Typhoon Megi strengthened quickly on Saturday as it moved steadily closer to Taiwan. At 11:00 p.m. EDT on Saturday the center of Typhoon Megi was located at latitude 19.4°N and longitude 131.0°E which put it about 685 miles (1105 km) east-southeast of Taipei, Taiwan. Megi was moving toward the west northwest at 14 m.p.h. (22 km/h). The maximum sustained wind speed was 105 m.p.h. (170 km/h) and there were wind gusts to 125 m.p.h. (205 km/h). The minimum surface pressure was 963 mb.
Megi is a large well organized typhoon. Winds to typhoon force extend out about 50 miles (80 km) from the center of circulation. Winds to tropical storm force extend out more than 200 miles (320 km) from the center.

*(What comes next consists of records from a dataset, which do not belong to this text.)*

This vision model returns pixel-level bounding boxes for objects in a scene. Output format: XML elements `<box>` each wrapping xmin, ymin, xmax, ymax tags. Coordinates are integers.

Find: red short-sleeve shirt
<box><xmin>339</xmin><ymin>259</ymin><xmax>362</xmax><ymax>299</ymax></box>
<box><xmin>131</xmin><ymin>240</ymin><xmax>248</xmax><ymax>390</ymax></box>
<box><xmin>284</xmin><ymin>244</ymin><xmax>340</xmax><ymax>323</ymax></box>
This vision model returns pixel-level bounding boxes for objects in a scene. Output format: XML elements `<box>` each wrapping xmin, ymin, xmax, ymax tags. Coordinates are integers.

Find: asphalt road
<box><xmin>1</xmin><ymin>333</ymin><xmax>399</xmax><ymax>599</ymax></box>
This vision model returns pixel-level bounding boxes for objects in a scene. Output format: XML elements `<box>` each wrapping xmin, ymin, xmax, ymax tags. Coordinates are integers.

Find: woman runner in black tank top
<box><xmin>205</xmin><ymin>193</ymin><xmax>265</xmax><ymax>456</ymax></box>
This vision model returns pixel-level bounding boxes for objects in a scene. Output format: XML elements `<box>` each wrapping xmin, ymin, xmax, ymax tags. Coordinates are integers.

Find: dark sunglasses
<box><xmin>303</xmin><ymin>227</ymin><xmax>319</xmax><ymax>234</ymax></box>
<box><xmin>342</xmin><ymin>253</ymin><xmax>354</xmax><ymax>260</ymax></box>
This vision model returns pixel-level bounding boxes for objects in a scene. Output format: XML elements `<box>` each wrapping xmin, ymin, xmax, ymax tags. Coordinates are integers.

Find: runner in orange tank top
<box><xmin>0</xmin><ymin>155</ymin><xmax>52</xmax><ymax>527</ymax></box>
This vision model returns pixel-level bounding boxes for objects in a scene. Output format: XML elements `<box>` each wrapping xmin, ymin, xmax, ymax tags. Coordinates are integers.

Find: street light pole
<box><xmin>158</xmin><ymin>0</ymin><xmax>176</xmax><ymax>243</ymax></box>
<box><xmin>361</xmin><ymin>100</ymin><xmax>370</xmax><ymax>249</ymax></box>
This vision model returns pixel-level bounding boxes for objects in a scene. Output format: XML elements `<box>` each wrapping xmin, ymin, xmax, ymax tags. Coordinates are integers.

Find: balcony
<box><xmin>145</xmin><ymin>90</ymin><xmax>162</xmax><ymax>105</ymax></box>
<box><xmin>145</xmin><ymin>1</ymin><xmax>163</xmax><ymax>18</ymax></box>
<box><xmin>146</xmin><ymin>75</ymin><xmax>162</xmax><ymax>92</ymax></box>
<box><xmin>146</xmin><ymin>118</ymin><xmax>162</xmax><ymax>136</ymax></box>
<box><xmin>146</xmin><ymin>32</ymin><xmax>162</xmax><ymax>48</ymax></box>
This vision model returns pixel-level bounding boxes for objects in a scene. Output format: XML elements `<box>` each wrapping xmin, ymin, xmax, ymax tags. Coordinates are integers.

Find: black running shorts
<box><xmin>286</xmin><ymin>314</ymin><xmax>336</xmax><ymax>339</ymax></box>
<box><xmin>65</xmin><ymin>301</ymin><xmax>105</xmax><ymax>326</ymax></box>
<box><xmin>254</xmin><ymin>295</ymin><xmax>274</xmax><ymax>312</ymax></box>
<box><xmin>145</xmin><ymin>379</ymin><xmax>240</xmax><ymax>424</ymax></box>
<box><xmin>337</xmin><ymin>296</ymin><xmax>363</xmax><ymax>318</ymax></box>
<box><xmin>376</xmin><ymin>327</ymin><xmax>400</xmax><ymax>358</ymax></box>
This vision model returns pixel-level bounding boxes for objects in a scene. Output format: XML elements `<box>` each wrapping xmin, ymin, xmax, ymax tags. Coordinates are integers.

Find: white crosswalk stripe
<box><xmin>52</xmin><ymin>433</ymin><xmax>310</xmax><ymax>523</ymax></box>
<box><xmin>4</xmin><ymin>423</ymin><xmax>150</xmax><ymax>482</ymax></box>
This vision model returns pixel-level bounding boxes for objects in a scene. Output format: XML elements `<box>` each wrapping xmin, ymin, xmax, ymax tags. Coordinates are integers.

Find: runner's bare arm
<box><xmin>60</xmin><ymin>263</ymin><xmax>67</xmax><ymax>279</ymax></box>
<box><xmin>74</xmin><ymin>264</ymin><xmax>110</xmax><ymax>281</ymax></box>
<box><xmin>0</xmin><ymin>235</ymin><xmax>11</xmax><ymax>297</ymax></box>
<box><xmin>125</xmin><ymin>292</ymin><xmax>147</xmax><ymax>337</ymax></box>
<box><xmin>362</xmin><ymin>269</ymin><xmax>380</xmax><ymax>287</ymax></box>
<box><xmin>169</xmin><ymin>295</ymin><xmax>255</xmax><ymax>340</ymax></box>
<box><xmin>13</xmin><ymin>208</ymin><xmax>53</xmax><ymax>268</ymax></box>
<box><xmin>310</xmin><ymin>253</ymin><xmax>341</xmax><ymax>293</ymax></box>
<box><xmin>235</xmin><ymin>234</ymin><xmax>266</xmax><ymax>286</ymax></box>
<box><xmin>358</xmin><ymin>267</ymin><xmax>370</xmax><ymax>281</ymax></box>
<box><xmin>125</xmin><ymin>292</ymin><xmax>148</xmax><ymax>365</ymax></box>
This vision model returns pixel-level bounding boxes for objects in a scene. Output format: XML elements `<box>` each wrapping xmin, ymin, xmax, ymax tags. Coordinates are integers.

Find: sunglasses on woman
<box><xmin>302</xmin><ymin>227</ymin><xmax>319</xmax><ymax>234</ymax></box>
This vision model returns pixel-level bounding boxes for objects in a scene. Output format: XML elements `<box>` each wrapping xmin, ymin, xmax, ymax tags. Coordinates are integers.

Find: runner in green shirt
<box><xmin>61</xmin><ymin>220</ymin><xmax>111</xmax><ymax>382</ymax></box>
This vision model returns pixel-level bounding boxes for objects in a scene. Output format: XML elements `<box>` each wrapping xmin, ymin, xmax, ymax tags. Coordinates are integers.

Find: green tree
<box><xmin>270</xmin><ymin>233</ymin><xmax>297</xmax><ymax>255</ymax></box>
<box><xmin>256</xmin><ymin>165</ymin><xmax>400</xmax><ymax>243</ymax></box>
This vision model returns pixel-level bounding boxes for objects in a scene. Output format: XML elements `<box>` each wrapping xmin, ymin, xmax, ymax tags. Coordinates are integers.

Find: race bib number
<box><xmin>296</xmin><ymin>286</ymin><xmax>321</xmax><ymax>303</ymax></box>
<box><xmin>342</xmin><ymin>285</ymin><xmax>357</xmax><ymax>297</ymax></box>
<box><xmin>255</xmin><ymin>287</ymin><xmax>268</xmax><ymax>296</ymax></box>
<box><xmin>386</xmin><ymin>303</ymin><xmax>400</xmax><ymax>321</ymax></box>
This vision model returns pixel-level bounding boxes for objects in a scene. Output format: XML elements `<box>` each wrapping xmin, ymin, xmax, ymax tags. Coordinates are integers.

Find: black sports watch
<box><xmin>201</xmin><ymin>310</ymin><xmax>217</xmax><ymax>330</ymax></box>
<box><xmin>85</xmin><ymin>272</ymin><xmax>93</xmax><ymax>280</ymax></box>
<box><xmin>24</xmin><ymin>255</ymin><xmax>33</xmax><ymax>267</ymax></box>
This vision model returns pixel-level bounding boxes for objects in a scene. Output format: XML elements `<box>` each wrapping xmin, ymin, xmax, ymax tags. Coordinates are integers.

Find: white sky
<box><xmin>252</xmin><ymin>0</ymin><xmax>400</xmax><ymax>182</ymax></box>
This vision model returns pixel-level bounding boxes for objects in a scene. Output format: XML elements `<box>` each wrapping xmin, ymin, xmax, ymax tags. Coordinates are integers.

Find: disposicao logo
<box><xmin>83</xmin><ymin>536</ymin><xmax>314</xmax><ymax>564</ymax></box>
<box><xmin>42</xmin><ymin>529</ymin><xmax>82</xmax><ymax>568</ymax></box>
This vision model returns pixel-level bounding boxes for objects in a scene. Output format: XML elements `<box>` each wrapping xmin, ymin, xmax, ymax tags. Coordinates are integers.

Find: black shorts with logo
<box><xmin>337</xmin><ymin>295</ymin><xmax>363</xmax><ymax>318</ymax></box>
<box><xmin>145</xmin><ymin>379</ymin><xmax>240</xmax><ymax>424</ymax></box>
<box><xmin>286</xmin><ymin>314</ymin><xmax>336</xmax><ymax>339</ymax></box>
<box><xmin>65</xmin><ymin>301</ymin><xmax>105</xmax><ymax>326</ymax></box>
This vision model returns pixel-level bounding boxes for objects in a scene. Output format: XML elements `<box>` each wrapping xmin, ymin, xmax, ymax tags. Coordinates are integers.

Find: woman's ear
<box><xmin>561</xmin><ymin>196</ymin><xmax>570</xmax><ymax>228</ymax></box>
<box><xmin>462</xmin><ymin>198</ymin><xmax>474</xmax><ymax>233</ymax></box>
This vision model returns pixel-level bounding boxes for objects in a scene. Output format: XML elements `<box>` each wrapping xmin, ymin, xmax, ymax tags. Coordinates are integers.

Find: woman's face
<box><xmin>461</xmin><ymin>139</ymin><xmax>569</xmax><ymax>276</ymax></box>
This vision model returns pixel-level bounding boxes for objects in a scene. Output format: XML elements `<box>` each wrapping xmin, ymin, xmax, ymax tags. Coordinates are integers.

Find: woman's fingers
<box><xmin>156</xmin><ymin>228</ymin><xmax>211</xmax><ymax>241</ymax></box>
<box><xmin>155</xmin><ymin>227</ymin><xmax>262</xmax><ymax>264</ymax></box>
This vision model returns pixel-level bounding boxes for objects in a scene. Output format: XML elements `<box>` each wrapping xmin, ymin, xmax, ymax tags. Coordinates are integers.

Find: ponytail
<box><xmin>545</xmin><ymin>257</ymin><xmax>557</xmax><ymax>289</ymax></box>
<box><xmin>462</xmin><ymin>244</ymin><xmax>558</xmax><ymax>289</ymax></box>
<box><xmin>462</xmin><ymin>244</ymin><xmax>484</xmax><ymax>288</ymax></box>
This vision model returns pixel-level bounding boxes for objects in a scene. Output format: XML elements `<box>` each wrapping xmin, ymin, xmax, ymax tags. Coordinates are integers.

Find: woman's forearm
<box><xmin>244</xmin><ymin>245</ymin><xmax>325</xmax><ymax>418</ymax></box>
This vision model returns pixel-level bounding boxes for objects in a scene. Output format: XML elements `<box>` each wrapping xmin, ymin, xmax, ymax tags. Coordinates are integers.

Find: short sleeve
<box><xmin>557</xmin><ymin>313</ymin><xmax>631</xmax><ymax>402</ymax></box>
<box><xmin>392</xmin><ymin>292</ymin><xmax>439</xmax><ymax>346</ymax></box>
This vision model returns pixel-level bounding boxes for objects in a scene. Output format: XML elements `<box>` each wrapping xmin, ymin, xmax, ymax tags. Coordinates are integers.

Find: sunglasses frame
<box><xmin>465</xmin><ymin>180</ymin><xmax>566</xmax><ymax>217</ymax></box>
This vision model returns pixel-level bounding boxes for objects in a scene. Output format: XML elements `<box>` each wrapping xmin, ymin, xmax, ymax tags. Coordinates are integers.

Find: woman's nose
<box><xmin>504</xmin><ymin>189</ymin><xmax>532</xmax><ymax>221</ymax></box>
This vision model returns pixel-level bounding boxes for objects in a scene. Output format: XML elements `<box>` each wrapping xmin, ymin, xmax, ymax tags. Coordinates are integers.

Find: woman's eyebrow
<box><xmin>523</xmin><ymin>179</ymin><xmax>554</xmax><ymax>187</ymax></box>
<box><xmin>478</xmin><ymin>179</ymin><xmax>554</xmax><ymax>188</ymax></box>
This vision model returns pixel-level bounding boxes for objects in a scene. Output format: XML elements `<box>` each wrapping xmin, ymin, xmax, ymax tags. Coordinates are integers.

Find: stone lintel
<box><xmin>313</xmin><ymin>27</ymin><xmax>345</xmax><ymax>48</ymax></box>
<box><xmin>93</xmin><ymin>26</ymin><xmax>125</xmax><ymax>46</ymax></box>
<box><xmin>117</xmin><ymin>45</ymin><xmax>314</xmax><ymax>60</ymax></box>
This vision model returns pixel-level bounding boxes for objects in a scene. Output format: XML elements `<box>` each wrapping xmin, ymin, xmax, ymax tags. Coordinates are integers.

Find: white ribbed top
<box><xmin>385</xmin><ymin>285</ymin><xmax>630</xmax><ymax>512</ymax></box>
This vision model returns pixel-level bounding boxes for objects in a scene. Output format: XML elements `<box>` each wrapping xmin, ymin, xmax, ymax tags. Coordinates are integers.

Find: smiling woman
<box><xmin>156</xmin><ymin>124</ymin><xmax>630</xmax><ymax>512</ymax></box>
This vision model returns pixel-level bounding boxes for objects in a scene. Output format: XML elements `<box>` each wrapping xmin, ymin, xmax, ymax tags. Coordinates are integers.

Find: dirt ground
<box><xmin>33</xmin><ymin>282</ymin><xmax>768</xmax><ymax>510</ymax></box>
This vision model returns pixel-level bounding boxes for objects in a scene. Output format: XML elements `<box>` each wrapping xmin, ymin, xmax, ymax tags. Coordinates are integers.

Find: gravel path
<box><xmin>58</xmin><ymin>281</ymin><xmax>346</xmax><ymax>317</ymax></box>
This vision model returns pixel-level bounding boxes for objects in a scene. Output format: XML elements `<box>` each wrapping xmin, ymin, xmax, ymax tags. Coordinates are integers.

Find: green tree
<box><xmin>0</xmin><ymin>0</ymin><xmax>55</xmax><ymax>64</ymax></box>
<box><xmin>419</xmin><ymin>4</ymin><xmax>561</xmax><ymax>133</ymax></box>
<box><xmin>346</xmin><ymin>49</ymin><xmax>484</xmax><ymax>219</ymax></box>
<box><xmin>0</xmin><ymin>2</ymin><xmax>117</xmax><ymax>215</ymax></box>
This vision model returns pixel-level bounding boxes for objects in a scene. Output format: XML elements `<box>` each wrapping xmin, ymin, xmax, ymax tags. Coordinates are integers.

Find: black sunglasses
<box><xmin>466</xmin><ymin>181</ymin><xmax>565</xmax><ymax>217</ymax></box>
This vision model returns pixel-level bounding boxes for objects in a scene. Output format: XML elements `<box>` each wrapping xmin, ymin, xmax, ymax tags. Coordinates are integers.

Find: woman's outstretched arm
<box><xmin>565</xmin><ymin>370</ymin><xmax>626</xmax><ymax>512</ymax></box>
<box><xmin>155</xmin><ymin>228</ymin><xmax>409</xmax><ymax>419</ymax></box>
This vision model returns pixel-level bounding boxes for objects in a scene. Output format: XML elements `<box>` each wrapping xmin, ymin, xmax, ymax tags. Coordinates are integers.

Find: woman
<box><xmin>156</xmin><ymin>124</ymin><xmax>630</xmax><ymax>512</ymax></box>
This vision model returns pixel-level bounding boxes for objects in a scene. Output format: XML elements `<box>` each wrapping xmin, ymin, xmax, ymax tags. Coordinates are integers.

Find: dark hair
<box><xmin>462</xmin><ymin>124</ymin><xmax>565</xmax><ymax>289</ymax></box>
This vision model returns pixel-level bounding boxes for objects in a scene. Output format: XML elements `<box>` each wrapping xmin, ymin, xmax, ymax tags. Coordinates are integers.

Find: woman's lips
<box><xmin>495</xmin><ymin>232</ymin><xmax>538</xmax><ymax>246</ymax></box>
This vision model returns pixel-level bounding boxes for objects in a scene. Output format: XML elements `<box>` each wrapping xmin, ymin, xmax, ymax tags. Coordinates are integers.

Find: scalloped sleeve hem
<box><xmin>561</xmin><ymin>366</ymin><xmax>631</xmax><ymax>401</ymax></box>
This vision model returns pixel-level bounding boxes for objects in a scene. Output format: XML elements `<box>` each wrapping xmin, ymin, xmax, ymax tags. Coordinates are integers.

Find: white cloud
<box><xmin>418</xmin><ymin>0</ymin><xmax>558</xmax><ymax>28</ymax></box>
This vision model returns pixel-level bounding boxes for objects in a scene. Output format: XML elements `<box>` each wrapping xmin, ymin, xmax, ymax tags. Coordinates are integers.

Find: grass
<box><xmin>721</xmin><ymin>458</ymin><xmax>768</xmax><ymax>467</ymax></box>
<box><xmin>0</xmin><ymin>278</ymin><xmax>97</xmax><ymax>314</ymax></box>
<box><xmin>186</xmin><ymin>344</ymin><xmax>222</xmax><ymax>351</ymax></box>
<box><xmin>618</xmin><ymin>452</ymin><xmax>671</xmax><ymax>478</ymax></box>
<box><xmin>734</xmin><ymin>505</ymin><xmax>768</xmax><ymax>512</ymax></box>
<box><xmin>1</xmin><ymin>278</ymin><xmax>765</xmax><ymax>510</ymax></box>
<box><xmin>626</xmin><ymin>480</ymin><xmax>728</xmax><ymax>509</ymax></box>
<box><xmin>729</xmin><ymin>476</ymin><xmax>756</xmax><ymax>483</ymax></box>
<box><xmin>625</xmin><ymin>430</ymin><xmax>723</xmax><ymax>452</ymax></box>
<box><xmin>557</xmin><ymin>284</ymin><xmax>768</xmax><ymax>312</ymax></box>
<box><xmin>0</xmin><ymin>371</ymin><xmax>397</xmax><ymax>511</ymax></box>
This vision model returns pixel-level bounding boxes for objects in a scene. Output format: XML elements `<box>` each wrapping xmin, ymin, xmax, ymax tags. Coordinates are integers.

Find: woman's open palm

The Hurricane Intensity Index (HII) for Typhoon Megi is 17.8. The Hurricane Size Index (HSI) is 18.7 and the Hurricane Wind Intensity Size Index (HWISI) is 36.5.
The circulation of Typhoon Megi is very symmetrical. Numerous bands of thunderstorms are rotating around the center. A circular eye appears to be forming at the center of circulation. Thunderstorms near the center and in the rainbands are generating upper level divergence which is pumping out large quantities of mass in all directions.
Typhoon Megi is moving through a very favorable environment. It is moving over water where the Sea Surface Temperature is near 30°C. The upper level winds are weak and there is little vertical wind shear. Typhoon Megi is likely to continue to intensify and it could become the equivalent of a major hurricane on Sunday.
Typhoon Megi is moving southwest of a subtropical ridge which is steering it toward the west-northwest and that general motion is expected to continue for several more days. On its anticipated track Typhoon Megi will approach Taiwan in about 48 hours.
Typhoon Megi is large and dangerous typhoon. It is likely to bring strong winds and heavy rain to Taiwan.